Par ailleurs, vous surévaluez les économies sur l’ONDAM, vous prenez en compte une fausse économie sur le gel du point d’indice – qui est pourtant gelé depuis quatre ans – et vous vous attribuez les économies dues aux décisions prises par les partenaires sociaux. À cela il faut ajouter les économies de constatation sur les intérêts de la dette, dont j’ai parlé tout à l’heure, et à propos desquelles la plus grande prudence s’imposerait. Enfin, vous utilisez de multiples fusils à un coup. C’est le cas de ce que l’on peut appeler le « hold-up budgétaire permanent » sur les opérateurs – vous prélevez notamment 175 millions d’euros sur les agences de l’eau, sans compter les sommes prises aux chambres consulaires. Nous dénonçons tous ces procédés douteux ! Par définition, vous ne pourrez pas utiliser chaque année tous ces fusils à un coup : vous aurez donc de plus en plus de difficultés à redresser effectivement les finances publiques.
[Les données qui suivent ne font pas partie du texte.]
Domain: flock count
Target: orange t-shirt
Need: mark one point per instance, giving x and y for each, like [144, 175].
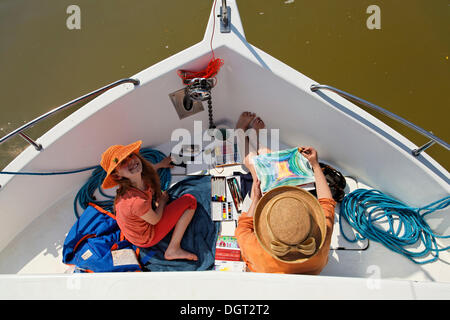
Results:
[129, 209]
[258, 260]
Ce manque de courage conduit à une succession de non-choix, qui ne freineront pas le déclin du pays mais contribueront sans nul doute – hélas – à rendre toujours plus vulnérable notre modèle social. Ce PLFR le démontre : vous ne réussissez pas à tenir la masse salariale, puisque pour la moitié, les ouvertures de crédits de ce PLFR – soit 688 millions d’euros – sont affectées aux dépenses de personnel. Il s’agit principalement de la défense et de l’enseignement scolaire.

En outre, la situation de la défense est particulièrement critique : les OPEX, pour lesquelles 450 millions d’euros seulement avaient été budgétés dans la loi de finances initiale, dépasseront 1,2 milliard d’euros. C’était pourtant prévisible ! Dès à présent, nous demandons donc au Gouvernement d’inscrire dans le projet de loi de finances pour 2015 des crédits pour les OPEX cohérents avec nos engagements militaires, à savoir au moins 1 milliard d’euros.
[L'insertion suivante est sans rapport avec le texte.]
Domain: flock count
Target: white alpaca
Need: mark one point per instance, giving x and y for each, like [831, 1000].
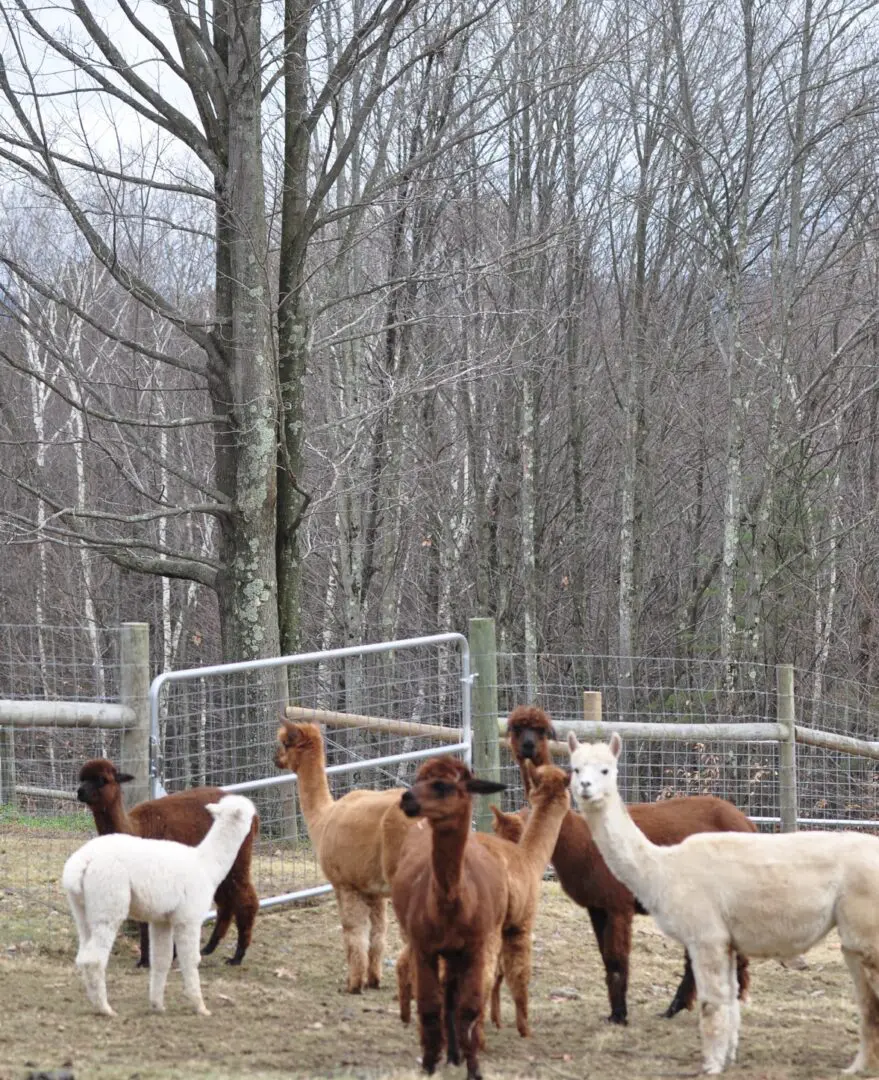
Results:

Nous sommes par ailleurs très inquiets quant au respect de la loi de programmation militaire, d’autant que nous savons tous ici que les recettes exceptionnelles ne seront pas au rendez-vous. L’an prochain, en effet, l’État français n’encaissera pas un seul euro de la vente des fréquences hertziennes. Vous comptiez sur ces recettes, mais elles ne seront réalisées ni en 2015 ni en 2016.